At about $113 million, the cable-stayed option is decidedly cheaper than the one-of-a-kind, $176 million wave design, which helps explain why, in America, the cable-stayed is as ubiquitous as Starbucks. But, with 270-foot towers, the cable-stayed design is too big for what planners call “the pedestrian experience”—some worry the bridge would dominate the landscape.
In hopes of landing the best bridge possible despite the worst budget constraints since the Depression, Rosales has proposed another option: a hybrid cable-stayed-and-suspension span—a sort of minimalist rendition of New York City’s famed Brooklyn Bridge.
With graceful, floating cable arches, the design echoes the aesthetics of the Ross Island Bridge and the esteemed St. Johns Bridge, and would, the MIT-trained Rosales says, cost just slightly more than the cable-stayed bridge. TriMet, though, has yet to analyze the hybrid’s cost.

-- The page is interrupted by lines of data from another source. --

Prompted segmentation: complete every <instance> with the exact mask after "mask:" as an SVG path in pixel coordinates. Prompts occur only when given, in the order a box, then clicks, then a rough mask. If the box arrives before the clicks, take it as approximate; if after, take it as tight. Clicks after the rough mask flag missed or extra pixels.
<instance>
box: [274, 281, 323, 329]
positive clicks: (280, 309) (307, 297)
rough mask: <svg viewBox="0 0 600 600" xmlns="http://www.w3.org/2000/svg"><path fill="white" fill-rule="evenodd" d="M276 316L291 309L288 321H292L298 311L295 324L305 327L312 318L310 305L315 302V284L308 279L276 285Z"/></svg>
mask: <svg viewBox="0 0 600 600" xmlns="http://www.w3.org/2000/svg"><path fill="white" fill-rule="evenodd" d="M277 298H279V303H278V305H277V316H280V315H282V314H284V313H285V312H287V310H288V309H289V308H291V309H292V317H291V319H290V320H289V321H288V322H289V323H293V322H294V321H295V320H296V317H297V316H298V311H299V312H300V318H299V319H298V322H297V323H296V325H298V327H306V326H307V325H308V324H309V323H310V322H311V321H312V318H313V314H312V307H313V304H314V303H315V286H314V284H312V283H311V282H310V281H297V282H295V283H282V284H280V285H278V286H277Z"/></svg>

“I’m excited about this,” says Guenevere Millius, a designer with SRM Architecture and Marketing and a member of the advisory committee. “[Rosales is] finding a great solution given the constraints.”

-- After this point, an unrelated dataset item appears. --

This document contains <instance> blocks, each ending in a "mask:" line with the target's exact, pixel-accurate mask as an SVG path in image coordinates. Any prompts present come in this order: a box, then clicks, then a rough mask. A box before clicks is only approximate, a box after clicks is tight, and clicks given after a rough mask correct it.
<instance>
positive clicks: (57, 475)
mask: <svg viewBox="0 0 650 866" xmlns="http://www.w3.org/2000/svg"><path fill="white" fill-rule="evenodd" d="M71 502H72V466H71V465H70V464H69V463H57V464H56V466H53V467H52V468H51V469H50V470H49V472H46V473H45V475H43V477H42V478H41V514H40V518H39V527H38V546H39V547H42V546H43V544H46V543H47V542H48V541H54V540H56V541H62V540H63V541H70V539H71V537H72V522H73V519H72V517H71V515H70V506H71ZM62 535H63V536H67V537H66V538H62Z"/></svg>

In March, the committee recommended a cable-stayed option to TriMet. But they are leaving it up to TriMet and the Federal Transit Administration—which will pay for part of the project—to choose between the hybrid and the original design, a decision that will be made in the coming months.
Rosales, who holds the TriMet contract and will be paid the same amount no matter which design the committee selects, believes the city deserves better than bland. Bridges here have historically served more as functional necessities than artistic emblems, but building a bridge is a once-in-a-generation opportunity, and Portland is no longer just another small town between San Francisco and Seattle. The city has evolved into a creative-class demographer’s dream, filled with designers and architects and chefs. “A great bridge could symbolize that creativity,” Rosales says. And become a postcard-worthy landmark for generations to come.